• Walk around your property, try and understand where water might flow or build up. Watch what happens when it rains to help you understand this.

  • Do those areas have any drainage to help water get away?

  • Are there solid structures preventing water flowing away, could these structures be altered to incorporate drainage, e.g. knock a brick from a wall holding water around a patio, reshaping lawns or areas around a house to deflect water away from sensitive areas.

  • Design garden structures, patios, paved areas to divert water away from thresholds.

  • Are drains and drainage grids clear of obstructions, fallen leaves, vegetation and litter?
    Set up a simple regime of maintenance to avoid these problems.

  • Can a drainage system be installed to control water flows on your land?
    It is important that you do not divert flows so as to flood other properties.
    Take advice if you intend to install drainage systems.
    Improper actions may have legal consequences.

  • If you are new to an area, seek advice from someone who is familiar with the area as to what can happen during heavy rainfall.

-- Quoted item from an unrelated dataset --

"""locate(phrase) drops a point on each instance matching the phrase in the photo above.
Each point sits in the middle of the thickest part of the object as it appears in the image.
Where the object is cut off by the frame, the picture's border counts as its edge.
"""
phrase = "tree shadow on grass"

  • If you have a stream or watercourse on your property, you may have obligations to ensure flow is maintained and not impeded by litter, fallen trees and overgrowth.
    You must not take any action to fill, pipe, dam or in any way hinder the flow in the watercourse or stream without a consent from the local authority and/or the Environment Agency.
    To do so may be an offence.

  • Listen to local weather forecasts.

  • Visit the Environment Agency’s web site to learn more about flash flooding and on how to protect your property.

What can I do if flooding seems likely?

  • Use sandbags against doors, air bricks and other access points to prevent water entering the building

  • As a suitable alternative for sand bags, plastic bags filled with soil or grow bags are very effective.

  • Plywood lined with polythene can also provide a suitable barrier. This is best if it is fixed to timber door frames, screwed or nailed, but will leave holes in the frame. These can easily be filled and painted afterwards, but may not be so easy to deal with in wood stained frames.